Dimensions / Weight
Dimensions: 38" H x 25" W
“Calling WAAC...” recruiting posters like this one were used to encourage women to join the Women's Army Auxiliary Corps.
The Armed Forces History collections have been collecting recruiting posters for more than 50 years. Recruiting as an activity of the military is important to the understanding of who serves in uniform, during both war time and peace time and the visual materials used to market military service. The collection contains examples of early Civil War broadsides, World War I posters, including the original artwork for Uncle Sam as drawn by Montgomery Flagg; and World War II posters, which show the recruiting of men and women for all services, and auxiliary organizations. The collection contains primarily Civil War, Spanish American War, World War I, and World War II recruiting posters for the Army, Navy and some Marine. More modern day recruiting materials are also contained in the collections, and cover a broad range of Army recruiting slogans.

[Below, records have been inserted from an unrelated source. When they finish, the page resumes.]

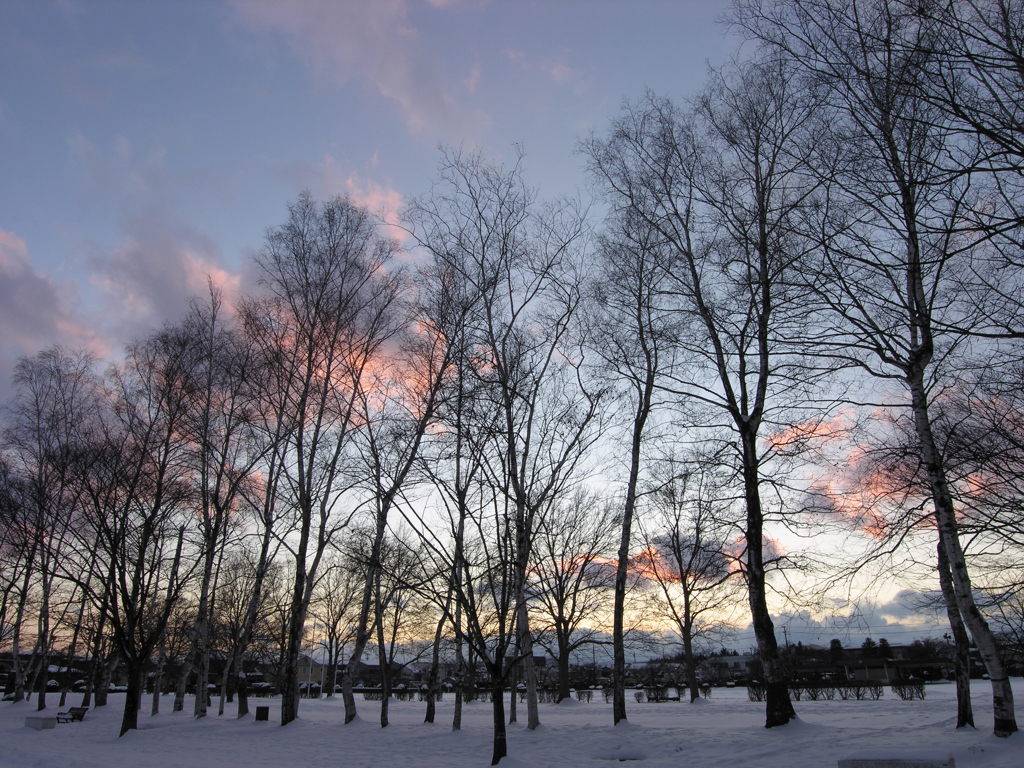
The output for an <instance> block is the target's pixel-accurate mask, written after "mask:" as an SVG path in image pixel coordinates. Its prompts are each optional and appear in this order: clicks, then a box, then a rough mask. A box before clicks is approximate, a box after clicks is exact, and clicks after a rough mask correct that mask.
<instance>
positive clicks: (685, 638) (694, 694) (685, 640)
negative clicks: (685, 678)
mask: <svg viewBox="0 0 1024 768" xmlns="http://www.w3.org/2000/svg"><path fill="white" fill-rule="evenodd" d="M683 652H684V653H686V682H687V684H688V685H689V687H690V703H693V702H694V701H696V700H697V699H698V698H700V687H699V686H698V685H697V660H696V659H695V658H694V657H693V631H692V628H689V627H687V628H684V631H683ZM681 693H682V691H680V694H681ZM680 697H682V696H681V695H680Z"/></svg>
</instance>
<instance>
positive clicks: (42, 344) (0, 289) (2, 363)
mask: <svg viewBox="0 0 1024 768" xmlns="http://www.w3.org/2000/svg"><path fill="white" fill-rule="evenodd" d="M76 298H77V292H76V290H75V287H74V286H73V285H72V284H70V283H58V282H56V281H54V280H53V279H52V278H50V276H49V275H48V274H46V273H44V272H41V271H40V270H38V269H37V268H36V267H35V265H34V264H33V263H32V258H31V256H30V255H29V248H28V246H27V245H26V243H25V241H24V240H22V239H20V238H18V237H17V236H16V234H15V233H14V232H10V231H6V230H4V229H0V399H6V396H7V393H8V386H9V383H10V375H11V371H12V370H13V367H14V362H15V361H16V360H17V358H18V357H22V356H25V355H31V354H35V353H36V352H38V351H39V350H40V349H42V348H43V347H46V346H49V345H51V344H56V343H60V344H66V345H68V346H73V347H84V348H87V349H89V350H91V351H93V352H95V353H97V354H103V353H105V352H106V350H108V347H106V345H105V344H104V343H103V342H102V340H101V339H99V338H98V337H97V336H96V335H95V334H94V333H93V332H92V331H91V330H90V329H89V328H88V327H87V326H85V325H84V324H83V323H82V322H81V319H80V318H79V317H78V316H77V314H76V313H75V311H74V304H75V301H76Z"/></svg>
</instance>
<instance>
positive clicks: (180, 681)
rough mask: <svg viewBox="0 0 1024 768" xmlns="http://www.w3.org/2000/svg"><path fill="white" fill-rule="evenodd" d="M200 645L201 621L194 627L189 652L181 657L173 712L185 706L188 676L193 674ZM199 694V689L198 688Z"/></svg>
mask: <svg viewBox="0 0 1024 768" xmlns="http://www.w3.org/2000/svg"><path fill="white" fill-rule="evenodd" d="M197 647H199V622H198V621H197V622H196V625H195V626H194V627H193V632H191V639H190V640H189V641H188V652H187V653H186V654H185V657H184V658H182V659H181V673H180V674H179V675H178V684H177V685H176V686H175V688H174V706H173V707H172V708H171V710H172V711H173V712H181V711H182V710H183V709H184V708H185V690H186V688H187V687H188V678H189V676H190V675H191V671H193V663H194V660H195V658H196V649H197ZM196 695H197V696H198V695H199V689H197V690H196Z"/></svg>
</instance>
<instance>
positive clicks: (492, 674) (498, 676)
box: [490, 667, 509, 765]
mask: <svg viewBox="0 0 1024 768" xmlns="http://www.w3.org/2000/svg"><path fill="white" fill-rule="evenodd" d="M490 674H492V675H493V676H494V677H493V679H494V684H493V686H492V689H490V693H492V697H493V712H494V719H495V743H494V751H493V752H492V754H490V765H498V762H499V761H500V760H501V759H502V758H504V757H505V756H506V755H508V754H509V751H508V742H507V739H506V735H505V681H504V679H503V678H502V675H501V674H500V670H499V669H498V667H495V668H494V669H493V670H492V671H490Z"/></svg>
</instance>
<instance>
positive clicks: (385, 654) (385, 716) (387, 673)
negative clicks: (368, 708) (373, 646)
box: [374, 572, 397, 728]
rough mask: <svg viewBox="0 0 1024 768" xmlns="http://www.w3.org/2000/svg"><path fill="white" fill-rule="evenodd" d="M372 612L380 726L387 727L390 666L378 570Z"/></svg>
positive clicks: (388, 697) (387, 723)
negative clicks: (379, 669) (388, 661)
mask: <svg viewBox="0 0 1024 768" xmlns="http://www.w3.org/2000/svg"><path fill="white" fill-rule="evenodd" d="M374 612H376V613H377V622H376V624H377V663H378V664H379V665H380V670H381V728H387V726H388V719H387V716H388V703H389V700H390V698H391V666H390V665H389V664H388V653H387V645H385V643H384V605H383V604H382V601H381V581H380V574H379V572H378V577H377V586H376V588H375V592H374ZM396 621H397V620H396Z"/></svg>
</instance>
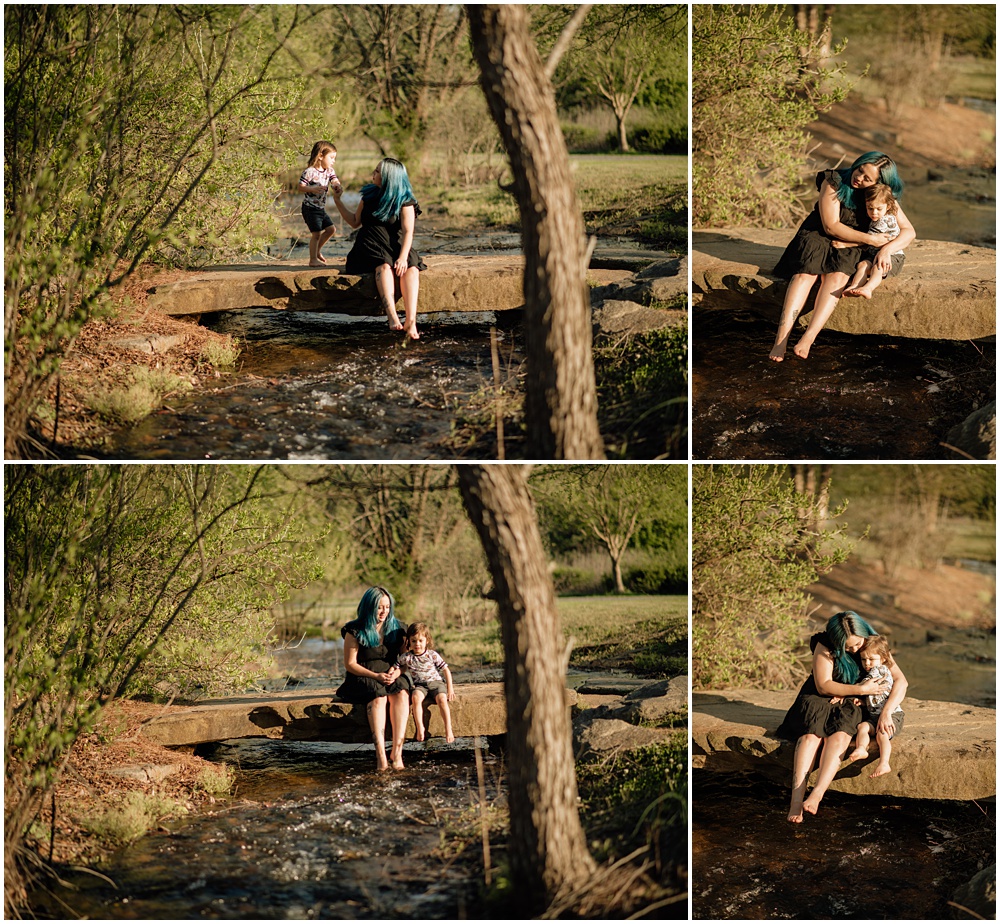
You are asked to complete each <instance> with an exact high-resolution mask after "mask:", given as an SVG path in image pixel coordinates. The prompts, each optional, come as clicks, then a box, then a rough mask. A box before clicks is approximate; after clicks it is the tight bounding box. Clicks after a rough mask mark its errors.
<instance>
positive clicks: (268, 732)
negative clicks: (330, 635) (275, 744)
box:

Early in 1941 Congresswoman Edith Nourse Rogers of Massachusetts met with General George C. Marshall, the Army's Chief of Staff, and told him that she intended to introduce a bill to establish an Army women's corps, separate and distinct from the existing Army Nurse Corps. As public sentiment increasingly favored the creation of some form of a women's corps, but the Army did not want to accept women directly into its ranks. The Women's Army Auxiliary Corps (WAAC) was established to work with the Army. General Marshall's active support and congressional testimony helped the Rogers bill through Congress. Marshall believed that the two-front war in which the United States was engaged would cause an eventual manpower shortage. The Army could ill afford to spend the time and money necessary to train men in essential service skills such as typing and switchboard operations when highly skilled women were already available. Marshall and others felt that women were inherently suited to certain critical communications jobs which, while repetitious, demanded high levels of manual dexterity. They believed that men tended to become impatient with such jobs and might make careless mistakes which could be costly during war.